O novo modelo será uma forma de contornar o aparente desinteresse dos privados pelos concursos de renda acessível que tinham sido lançados por Fernando Medina. Os programas para Benfica e Parque das Nações tiveram apenas um concorrente, que foi desclassificado por não cumprir os requisitos da Câmara, e concurso do Paço da Rainha ficou deserto.
As regras propostas por Carlos Moedas para Benfica e Parque das Nações geraram um coro de protestos na oposição, com críticas de PS, Cidadãos por Lisboa, PCP, BE e Livre, que questionavam como se podem considerar acessíveis rendas que podem chegar aos 1150 euros para um T2 no Parque das Nações.
Na véspera da reunião de Câmara na qual estava prevista a discussão da proposta, a vereadora da Habitação, Filipa Roseta, introduziu uma alteração que prevê que a autarquia subsidie a diferença entre as rendas estabelecidas nestes termos de referência e uma taxa de esforço correspondente a 30% dos rendimentos dos agregados familiares.

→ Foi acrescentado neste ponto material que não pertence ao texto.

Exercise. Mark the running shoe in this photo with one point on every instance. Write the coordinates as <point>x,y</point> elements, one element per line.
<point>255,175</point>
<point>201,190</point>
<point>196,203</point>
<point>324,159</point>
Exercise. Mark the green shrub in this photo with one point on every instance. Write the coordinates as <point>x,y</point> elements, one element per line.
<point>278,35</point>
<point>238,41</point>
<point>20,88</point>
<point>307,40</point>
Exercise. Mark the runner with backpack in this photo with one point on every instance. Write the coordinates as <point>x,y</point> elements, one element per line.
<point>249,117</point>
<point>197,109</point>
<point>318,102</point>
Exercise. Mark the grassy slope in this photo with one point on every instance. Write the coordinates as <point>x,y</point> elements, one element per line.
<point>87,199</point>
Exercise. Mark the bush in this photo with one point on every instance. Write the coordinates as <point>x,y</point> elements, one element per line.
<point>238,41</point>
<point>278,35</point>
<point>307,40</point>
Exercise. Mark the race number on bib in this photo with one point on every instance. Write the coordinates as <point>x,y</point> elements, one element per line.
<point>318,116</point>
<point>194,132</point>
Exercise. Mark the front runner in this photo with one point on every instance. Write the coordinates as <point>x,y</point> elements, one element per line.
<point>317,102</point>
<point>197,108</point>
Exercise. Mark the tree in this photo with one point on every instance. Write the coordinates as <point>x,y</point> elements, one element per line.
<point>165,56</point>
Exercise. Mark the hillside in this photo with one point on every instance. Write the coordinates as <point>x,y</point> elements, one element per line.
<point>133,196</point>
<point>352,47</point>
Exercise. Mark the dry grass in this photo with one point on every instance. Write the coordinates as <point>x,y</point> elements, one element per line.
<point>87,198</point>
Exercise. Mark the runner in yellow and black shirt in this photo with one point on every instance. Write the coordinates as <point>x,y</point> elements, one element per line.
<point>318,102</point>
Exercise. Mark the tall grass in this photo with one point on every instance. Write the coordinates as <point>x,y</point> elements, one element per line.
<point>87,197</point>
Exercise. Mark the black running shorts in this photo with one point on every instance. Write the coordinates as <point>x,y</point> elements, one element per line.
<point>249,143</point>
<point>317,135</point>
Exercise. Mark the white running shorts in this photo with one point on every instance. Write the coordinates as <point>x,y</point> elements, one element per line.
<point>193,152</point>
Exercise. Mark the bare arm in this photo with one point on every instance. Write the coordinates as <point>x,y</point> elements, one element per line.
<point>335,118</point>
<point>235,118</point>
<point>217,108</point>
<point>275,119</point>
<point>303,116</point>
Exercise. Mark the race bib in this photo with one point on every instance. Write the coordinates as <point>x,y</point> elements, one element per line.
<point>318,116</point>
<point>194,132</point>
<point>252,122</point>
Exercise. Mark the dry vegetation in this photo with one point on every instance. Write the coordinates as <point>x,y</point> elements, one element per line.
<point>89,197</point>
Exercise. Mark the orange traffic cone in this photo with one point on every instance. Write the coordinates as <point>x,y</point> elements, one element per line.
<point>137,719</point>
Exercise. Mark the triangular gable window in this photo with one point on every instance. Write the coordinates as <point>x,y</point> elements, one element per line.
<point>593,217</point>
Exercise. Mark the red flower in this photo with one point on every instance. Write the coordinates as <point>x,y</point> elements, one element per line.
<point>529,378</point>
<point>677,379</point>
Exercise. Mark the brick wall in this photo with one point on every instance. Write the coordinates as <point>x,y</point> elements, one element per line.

“A necessidade de introduzir essa alteração é a prova de que essas rendas não são acessíveis”, critica ao DN a vereadora do PS Inês Drummond, notando que se a Câmara suportar essa diferença está, “na prática, a financiar duplamente” a operação dos privados.
CML paga duas vezes?
Segundo as contas de Inês Drum mond e tendo em conta que o preço médio de um T1 de renda acessível em Lisboa em 2021 estava nos 300 euros, a Câmara poderia ter de pagar “600 euros por mês durante 90 anos” para garantir esse subsídio. Segundo dados recolhidos pela vereação socialista, só nestes apoios às rendas acessíveis podia estar em causa uma despesa de “3,5 milhões de euros por ano”.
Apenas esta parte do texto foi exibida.